Technology is changing how we live our lives: how we bank, how we shop, how we travel. It’s changing how we listen to music, read books and watch films. And yes, how we interact with our governments — checking our driver’s license, paying our taxes and checking our state pensions.

Now, for tasks where there are digital services nearly a decade old, we’re seeing a second wave of disruption; services of the so-called ‘sharing economy’ which allow us to book a car-share cab, or a rent short-term holiday flat.

The ethics of the business models that underpin these new businesses continue to be debated. We’ve seen the headlines… are drivers in a car-sharing service employees who enjoy the rights that come with being an employee? Or are they self-employed, and don’t? To what extent are short-stay rentals driving up prices for long-term rental accommodation, making affordable accommodation scarcer (such as is speculated in some areas of San Francisco).

Technical innovation can create opportunity for some, but without ethical business leadership (supported by, dare I say it, responsive and responsible government regulation) they can create inequality, restricting opportunity for others.
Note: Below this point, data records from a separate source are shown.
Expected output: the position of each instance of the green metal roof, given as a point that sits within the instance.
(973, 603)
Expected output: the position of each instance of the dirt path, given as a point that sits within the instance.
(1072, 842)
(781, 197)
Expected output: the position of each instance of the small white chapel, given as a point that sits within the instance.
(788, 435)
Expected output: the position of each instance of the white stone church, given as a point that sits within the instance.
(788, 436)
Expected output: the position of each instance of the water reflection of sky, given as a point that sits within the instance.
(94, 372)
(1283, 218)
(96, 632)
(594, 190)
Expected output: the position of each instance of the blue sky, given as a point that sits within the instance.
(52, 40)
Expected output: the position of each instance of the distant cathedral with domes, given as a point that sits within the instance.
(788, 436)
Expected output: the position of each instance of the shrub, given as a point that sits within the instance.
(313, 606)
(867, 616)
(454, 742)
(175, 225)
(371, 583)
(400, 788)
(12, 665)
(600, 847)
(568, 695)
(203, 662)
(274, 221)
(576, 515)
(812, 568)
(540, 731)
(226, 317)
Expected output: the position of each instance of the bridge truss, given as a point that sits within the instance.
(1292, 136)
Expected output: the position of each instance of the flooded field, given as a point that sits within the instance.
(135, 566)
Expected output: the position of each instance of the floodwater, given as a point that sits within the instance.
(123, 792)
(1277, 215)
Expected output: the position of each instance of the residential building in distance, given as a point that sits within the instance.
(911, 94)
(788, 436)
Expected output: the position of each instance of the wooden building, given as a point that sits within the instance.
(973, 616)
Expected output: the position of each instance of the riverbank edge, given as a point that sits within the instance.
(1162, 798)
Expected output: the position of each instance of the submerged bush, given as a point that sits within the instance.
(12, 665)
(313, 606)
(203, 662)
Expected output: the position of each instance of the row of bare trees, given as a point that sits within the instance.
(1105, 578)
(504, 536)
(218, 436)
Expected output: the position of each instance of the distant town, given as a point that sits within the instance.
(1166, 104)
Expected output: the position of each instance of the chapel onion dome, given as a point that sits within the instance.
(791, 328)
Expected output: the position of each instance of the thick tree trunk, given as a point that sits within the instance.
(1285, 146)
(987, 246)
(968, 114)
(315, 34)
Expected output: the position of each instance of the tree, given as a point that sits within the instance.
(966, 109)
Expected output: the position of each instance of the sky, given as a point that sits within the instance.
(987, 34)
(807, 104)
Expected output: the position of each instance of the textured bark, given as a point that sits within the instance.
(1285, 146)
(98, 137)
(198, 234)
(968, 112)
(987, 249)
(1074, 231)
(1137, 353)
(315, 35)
A business that makes it harder for residents to find affordable housing by focussing on profits for its shareholders at the expense of local communities can hardly be said to be making a contribution to a socially and economically just world.

I’m excited about technical innovation. But I’m equally excited about how technical innovation can make all our lives better, not just some of them.

My job offer letter from the Co-op said its purpose is: “Championing a better way of doing business for you and your communities”. That’s the sort of innovation I mean.

I didn’t think I’d find as exciting and inspirational a challenge as the one GDS had presented, but I was wrong. Hello Co-op. I can’t wait to get stuck in.